The traditional architecture of the Canary Islands, the architecture of stately homes and more humble houses for the people, takes its inspiration mainly from the traditional architecture of Andalucia and Portugal, although it also has a strong personality of its own.
The best of the Andalucian architecture - of which magnificent examples can be found in La Orotava and La Laguna - are the typical balconies and interior patios. Both rely heavily on wood, usually heart wood from the pine trees of the island, often magnificently worked by the hands of craftsmen.
The facade of these buildings is usually simple, free of adornments, which are reserved exclusively for use in grand balconies, set with latticework louvres and broad overhangs over the street. Windows are usually sash-windows and they usually have seats on the inside, set into the wall.
Interior patios, genuine gardens in which you can still sometimes find a distilling stone (a curious and beautiful device used to filter water and keep it cool), are surrounded by a gallery, supported on posts of resiny pine, which gives access to the bedrooms and chambers of the house.

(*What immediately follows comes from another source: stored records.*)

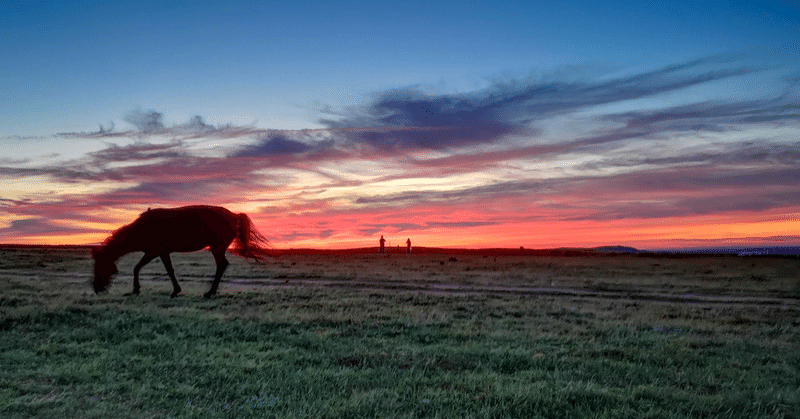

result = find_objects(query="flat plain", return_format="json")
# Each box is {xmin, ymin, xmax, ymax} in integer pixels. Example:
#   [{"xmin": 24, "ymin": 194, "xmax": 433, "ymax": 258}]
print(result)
[{"xmin": 0, "ymin": 248, "xmax": 800, "ymax": 418}]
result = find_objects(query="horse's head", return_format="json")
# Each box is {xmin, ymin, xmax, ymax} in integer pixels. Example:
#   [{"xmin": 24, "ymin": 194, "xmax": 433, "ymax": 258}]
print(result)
[{"xmin": 92, "ymin": 249, "xmax": 117, "ymax": 293}]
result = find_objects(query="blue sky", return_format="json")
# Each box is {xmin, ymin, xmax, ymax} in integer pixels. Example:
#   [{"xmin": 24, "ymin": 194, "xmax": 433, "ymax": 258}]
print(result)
[{"xmin": 0, "ymin": 1, "xmax": 800, "ymax": 246}]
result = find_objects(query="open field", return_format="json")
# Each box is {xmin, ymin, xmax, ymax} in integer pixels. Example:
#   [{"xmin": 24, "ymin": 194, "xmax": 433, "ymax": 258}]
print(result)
[{"xmin": 0, "ymin": 248, "xmax": 800, "ymax": 418}]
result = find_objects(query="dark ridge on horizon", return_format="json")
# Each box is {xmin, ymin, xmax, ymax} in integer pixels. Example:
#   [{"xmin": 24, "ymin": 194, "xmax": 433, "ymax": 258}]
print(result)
[{"xmin": 6, "ymin": 243, "xmax": 800, "ymax": 257}]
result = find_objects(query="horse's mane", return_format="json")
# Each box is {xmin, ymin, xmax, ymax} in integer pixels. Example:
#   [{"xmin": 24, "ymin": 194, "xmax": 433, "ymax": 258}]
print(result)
[{"xmin": 101, "ymin": 210, "xmax": 149, "ymax": 253}]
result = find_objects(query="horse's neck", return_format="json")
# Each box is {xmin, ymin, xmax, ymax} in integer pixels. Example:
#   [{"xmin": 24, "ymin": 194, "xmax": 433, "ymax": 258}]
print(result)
[{"xmin": 105, "ymin": 228, "xmax": 141, "ymax": 261}]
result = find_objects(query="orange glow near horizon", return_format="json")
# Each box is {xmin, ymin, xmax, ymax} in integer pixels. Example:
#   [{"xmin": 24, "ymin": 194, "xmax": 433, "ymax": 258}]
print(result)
[{"xmin": 2, "ymin": 208, "xmax": 800, "ymax": 249}]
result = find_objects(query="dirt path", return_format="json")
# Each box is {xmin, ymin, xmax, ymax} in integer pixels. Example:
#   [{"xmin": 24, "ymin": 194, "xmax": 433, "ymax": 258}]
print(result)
[{"xmin": 0, "ymin": 271, "xmax": 800, "ymax": 310}]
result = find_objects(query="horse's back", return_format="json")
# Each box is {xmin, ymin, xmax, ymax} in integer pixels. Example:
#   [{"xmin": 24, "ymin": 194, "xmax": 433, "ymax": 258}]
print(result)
[{"xmin": 137, "ymin": 205, "xmax": 238, "ymax": 252}]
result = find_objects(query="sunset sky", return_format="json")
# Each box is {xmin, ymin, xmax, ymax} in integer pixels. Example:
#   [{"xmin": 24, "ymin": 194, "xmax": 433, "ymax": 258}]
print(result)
[{"xmin": 0, "ymin": 0, "xmax": 800, "ymax": 249}]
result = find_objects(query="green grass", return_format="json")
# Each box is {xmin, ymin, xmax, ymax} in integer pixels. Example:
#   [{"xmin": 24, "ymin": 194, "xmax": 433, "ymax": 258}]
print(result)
[{"xmin": 0, "ymin": 248, "xmax": 800, "ymax": 418}]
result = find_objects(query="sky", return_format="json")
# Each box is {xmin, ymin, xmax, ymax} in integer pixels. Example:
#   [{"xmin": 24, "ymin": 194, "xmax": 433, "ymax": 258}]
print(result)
[{"xmin": 0, "ymin": 0, "xmax": 800, "ymax": 249}]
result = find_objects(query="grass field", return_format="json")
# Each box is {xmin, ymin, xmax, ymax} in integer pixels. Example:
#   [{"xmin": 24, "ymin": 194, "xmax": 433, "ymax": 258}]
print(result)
[{"xmin": 0, "ymin": 248, "xmax": 800, "ymax": 418}]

Wooden stairs, in keeping with the whole style, lead up to the gallery.
The facades of traditional, thick-walled houses of the people are painted many different, and surprising colours, although, in recent years, there has been a trend toward painting them a uniform, impersonal white. You can find examples of this kind of architecture scattered all over the Island, like the one you can still see in the Masca House.

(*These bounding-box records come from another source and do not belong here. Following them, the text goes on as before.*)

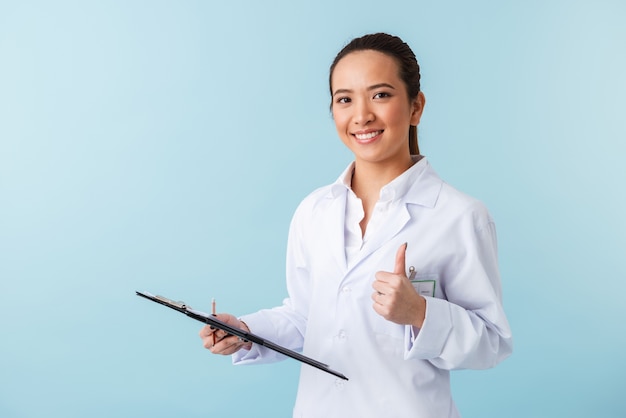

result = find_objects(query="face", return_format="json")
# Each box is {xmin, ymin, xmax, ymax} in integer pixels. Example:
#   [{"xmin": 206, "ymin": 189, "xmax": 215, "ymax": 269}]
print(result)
[{"xmin": 331, "ymin": 50, "xmax": 424, "ymax": 168}]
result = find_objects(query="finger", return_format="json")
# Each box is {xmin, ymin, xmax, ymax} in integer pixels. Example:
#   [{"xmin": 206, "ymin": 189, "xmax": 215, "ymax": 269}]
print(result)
[{"xmin": 393, "ymin": 242, "xmax": 408, "ymax": 276}]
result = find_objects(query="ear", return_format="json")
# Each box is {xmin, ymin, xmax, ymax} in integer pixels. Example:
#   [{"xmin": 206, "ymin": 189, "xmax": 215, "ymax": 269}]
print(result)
[{"xmin": 411, "ymin": 91, "xmax": 426, "ymax": 126}]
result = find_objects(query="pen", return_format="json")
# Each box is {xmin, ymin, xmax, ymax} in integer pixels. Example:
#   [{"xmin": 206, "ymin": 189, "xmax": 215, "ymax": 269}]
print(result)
[{"xmin": 211, "ymin": 298, "xmax": 217, "ymax": 345}]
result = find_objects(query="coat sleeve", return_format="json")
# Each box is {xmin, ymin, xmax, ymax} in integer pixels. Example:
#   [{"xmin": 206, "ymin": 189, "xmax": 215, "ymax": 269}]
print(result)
[
  {"xmin": 405, "ymin": 204, "xmax": 513, "ymax": 370},
  {"xmin": 232, "ymin": 202, "xmax": 310, "ymax": 364}
]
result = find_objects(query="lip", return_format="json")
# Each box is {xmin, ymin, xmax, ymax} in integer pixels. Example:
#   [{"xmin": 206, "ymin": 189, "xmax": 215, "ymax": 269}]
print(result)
[{"xmin": 351, "ymin": 129, "xmax": 384, "ymax": 144}]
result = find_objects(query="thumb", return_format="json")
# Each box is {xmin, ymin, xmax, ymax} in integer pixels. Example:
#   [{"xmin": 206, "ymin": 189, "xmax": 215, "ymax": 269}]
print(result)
[{"xmin": 393, "ymin": 242, "xmax": 408, "ymax": 276}]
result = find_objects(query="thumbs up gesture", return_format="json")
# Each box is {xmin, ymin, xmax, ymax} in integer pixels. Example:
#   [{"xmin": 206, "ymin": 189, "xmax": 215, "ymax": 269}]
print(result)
[{"xmin": 372, "ymin": 243, "xmax": 426, "ymax": 328}]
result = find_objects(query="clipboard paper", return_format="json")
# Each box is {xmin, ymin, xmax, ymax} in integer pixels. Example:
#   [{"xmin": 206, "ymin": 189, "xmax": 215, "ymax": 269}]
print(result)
[{"xmin": 135, "ymin": 291, "xmax": 348, "ymax": 380}]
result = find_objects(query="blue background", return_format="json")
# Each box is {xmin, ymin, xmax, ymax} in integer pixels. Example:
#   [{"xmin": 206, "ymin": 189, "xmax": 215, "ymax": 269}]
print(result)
[{"xmin": 0, "ymin": 0, "xmax": 626, "ymax": 418}]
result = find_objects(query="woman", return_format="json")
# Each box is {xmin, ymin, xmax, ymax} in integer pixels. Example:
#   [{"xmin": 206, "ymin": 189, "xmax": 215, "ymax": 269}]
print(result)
[{"xmin": 200, "ymin": 33, "xmax": 512, "ymax": 418}]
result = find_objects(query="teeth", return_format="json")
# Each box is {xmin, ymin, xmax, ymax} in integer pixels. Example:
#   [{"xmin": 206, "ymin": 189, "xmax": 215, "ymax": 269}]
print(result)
[{"xmin": 354, "ymin": 131, "xmax": 382, "ymax": 141}]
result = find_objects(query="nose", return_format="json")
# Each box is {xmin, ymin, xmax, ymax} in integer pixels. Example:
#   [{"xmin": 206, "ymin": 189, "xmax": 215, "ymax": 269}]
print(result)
[{"xmin": 352, "ymin": 100, "xmax": 375, "ymax": 126}]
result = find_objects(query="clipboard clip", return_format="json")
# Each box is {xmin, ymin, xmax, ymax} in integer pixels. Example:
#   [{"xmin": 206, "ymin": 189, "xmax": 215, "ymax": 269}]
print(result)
[{"xmin": 135, "ymin": 291, "xmax": 348, "ymax": 380}]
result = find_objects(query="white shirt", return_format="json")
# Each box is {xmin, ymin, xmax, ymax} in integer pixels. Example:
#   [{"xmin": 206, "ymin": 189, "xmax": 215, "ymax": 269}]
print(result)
[{"xmin": 233, "ymin": 158, "xmax": 512, "ymax": 418}]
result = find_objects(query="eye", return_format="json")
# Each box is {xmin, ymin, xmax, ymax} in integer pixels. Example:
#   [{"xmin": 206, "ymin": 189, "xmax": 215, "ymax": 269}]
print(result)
[{"xmin": 374, "ymin": 91, "xmax": 391, "ymax": 99}]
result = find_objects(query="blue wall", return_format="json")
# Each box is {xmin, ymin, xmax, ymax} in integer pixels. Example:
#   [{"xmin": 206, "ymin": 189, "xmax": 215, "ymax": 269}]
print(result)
[{"xmin": 0, "ymin": 0, "xmax": 626, "ymax": 418}]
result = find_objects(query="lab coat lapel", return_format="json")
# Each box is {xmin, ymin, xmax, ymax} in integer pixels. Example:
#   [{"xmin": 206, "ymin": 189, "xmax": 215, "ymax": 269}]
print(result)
[
  {"xmin": 361, "ymin": 203, "xmax": 411, "ymax": 259},
  {"xmin": 319, "ymin": 187, "xmax": 348, "ymax": 272}
]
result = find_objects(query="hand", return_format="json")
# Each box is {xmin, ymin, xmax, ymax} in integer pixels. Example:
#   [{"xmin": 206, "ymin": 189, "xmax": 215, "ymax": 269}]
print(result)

Official and religious buildings reflect the different styles that have prevailed in each age, from the immediate post conquest times - some churches like La Concepcion de La Laguna -, passing through the Baroque and Neo-classical trends to the more modernist styles of more recent years. La Laguna, La Orotava - whose town centres are national historic-artistic monuments -, Santa Cruz and Puerto de la Cruz conserve remnants of all these styles in their older and more personal streets. Of more recent architecture, mention is worth making of the head offices of CajaCanarias savings bank, in the heart of Santa Cruz, because of its original treatment of lines and spaces.